No foul play is suspected in woman's death in India Metairie 21-year-old apparently fell off roof of Buddhist center
TIMES-PICAYUNE, Saturday, March 25, 2006

A 21-year-old Metairie woman who died earlier this month while participating in an overseas study program in India fell 30 feet to her death from a rooftop meditation site at a Buddhist retreat center, her father said Friday.

The conclusions of Stephen Conroy, along with Jefferson Parish and Indian coroners' reports, dismiss any suspicions of foul play in the death of Ashley Conroy, a 2003 graduate of St. Martin's Episcopal School in Metairie and a junior at the College of Charleston in South Carolina.

Conroy sustained blunt trauma to the head and a severed neck, along with severe knee damage, after falling from the roof of a three-story residential building, her father said. The accident occurred March 11 around 4 a.m. at the Root Institute, a major Buddhist center in Bodhgaya.

Stephen Conroy, a lawyer, blamed the accident on negligence, saying the flat roof where guests typically go to meditate or take in the scenery did not have protective railing or lighting. He said his daughter apparently fell when she walked too close to the edge on her way to the staircase.

"They encourage people to go up on the roof, and it's a lousy roof design," said Conroy, who traveled to India last week with the dead woman's mother, Cynthia Schmidt.

With assistance from U.S. Rep. Bobby Jindal, R-Kenner, who is of Indian heritage, the Indian Parliament and the U.S. Embassy in New Delhi, Conroy and Schmidt were able to visit the site, meet with Indian authorities and Root Institute officials and interview other participants in the study program, run by the U.S.-based Pacific Village Institute.

"I wanted to eliminate any possibility of foul play," Conroy said, adding that he and Schmidt are satisfied that their daughter's death was an accident. "There was no foul play other than a horribly designed roof situation that needs to be corrected."

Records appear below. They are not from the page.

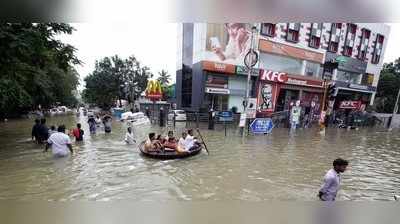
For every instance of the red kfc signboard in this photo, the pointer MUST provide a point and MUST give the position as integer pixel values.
(350, 104)
(268, 75)
(282, 77)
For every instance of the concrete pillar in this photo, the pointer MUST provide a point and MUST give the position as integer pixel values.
(334, 75)
(371, 102)
(300, 94)
(303, 67)
(359, 79)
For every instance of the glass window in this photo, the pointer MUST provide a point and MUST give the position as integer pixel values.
(312, 69)
(268, 29)
(280, 63)
(349, 77)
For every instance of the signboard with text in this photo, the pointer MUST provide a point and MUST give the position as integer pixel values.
(261, 126)
(225, 116)
(350, 104)
(282, 77)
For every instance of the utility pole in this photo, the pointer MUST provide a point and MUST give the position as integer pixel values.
(395, 110)
(323, 111)
(248, 61)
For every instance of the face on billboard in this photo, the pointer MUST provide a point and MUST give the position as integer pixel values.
(266, 97)
(228, 43)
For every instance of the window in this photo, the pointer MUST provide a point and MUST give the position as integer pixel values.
(362, 49)
(333, 47)
(312, 69)
(314, 42)
(292, 34)
(376, 55)
(350, 36)
(347, 51)
(268, 29)
(315, 35)
(335, 37)
(186, 86)
(367, 79)
(349, 77)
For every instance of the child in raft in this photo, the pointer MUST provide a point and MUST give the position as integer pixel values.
(152, 144)
(170, 143)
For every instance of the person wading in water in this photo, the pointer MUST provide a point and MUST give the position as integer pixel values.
(332, 180)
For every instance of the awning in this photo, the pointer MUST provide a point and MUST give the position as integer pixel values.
(217, 91)
(304, 88)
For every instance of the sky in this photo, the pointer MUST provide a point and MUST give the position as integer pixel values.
(153, 44)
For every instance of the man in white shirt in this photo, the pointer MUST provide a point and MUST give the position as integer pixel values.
(183, 142)
(238, 43)
(59, 142)
(332, 180)
(129, 138)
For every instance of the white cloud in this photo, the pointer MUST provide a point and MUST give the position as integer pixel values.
(393, 46)
(153, 44)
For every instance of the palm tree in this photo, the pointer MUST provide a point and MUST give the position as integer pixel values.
(164, 77)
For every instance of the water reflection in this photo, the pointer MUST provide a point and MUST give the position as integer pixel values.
(255, 168)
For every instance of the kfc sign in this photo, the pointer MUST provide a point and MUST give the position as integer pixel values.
(350, 104)
(268, 75)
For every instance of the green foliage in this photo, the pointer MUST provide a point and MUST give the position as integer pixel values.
(164, 78)
(35, 67)
(115, 78)
(388, 87)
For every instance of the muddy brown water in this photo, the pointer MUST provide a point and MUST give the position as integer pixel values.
(279, 166)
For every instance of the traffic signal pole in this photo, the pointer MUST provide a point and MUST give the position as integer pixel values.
(323, 111)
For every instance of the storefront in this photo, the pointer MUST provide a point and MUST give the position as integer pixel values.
(352, 82)
(277, 90)
(225, 86)
(348, 92)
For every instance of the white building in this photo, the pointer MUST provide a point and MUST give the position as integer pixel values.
(295, 51)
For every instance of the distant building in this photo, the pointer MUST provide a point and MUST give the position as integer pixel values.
(290, 67)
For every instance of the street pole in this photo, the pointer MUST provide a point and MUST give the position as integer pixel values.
(323, 113)
(246, 100)
(395, 110)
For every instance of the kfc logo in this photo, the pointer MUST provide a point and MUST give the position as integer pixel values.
(219, 66)
(273, 76)
(350, 104)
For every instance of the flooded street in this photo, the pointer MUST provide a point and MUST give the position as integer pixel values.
(278, 166)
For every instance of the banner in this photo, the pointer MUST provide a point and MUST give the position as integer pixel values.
(350, 105)
(267, 95)
(228, 42)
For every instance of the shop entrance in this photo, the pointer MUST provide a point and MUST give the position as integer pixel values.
(218, 102)
(286, 96)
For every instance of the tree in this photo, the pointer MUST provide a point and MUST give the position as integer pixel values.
(115, 78)
(35, 67)
(164, 78)
(388, 87)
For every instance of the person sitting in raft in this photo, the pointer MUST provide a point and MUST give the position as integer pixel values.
(152, 144)
(170, 141)
(160, 139)
(192, 140)
(184, 144)
(129, 138)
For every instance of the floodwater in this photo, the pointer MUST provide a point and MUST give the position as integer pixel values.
(279, 166)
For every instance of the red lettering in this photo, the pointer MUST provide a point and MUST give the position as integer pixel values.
(273, 76)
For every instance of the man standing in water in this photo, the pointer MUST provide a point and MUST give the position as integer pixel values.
(78, 133)
(43, 131)
(35, 131)
(332, 180)
(59, 142)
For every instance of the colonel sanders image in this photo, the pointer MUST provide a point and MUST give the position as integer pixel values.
(266, 94)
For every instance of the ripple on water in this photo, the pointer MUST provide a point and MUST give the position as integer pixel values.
(278, 166)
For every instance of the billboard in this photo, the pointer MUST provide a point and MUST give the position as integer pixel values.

Conroy said he does not plan to take legal action against the Root Institute as long as it installs adequate railings and lighting and blocks access to the roof until that work is completed. He said the insitute has agreed to do the work, and to erect a small memorial in his daughter's name.

The Conroy and Schmidt families, along with Pacific Village, have established the Ashley Soule Conroy Foundation to provide scholarships to highly qualified students who wish to study in India or other foreign countries. Donations may be sent in care of Paul Navarro to The Ashley Soule Conroy Foundation, c/o AmSouth Bank, 3525 N. Causeway Blvd., Metairie,La. 70002 or to the Foundation located at Three Lakeway Center,3838 N. Causeway Blvd., Suite 3130, Metairie,La.,70002.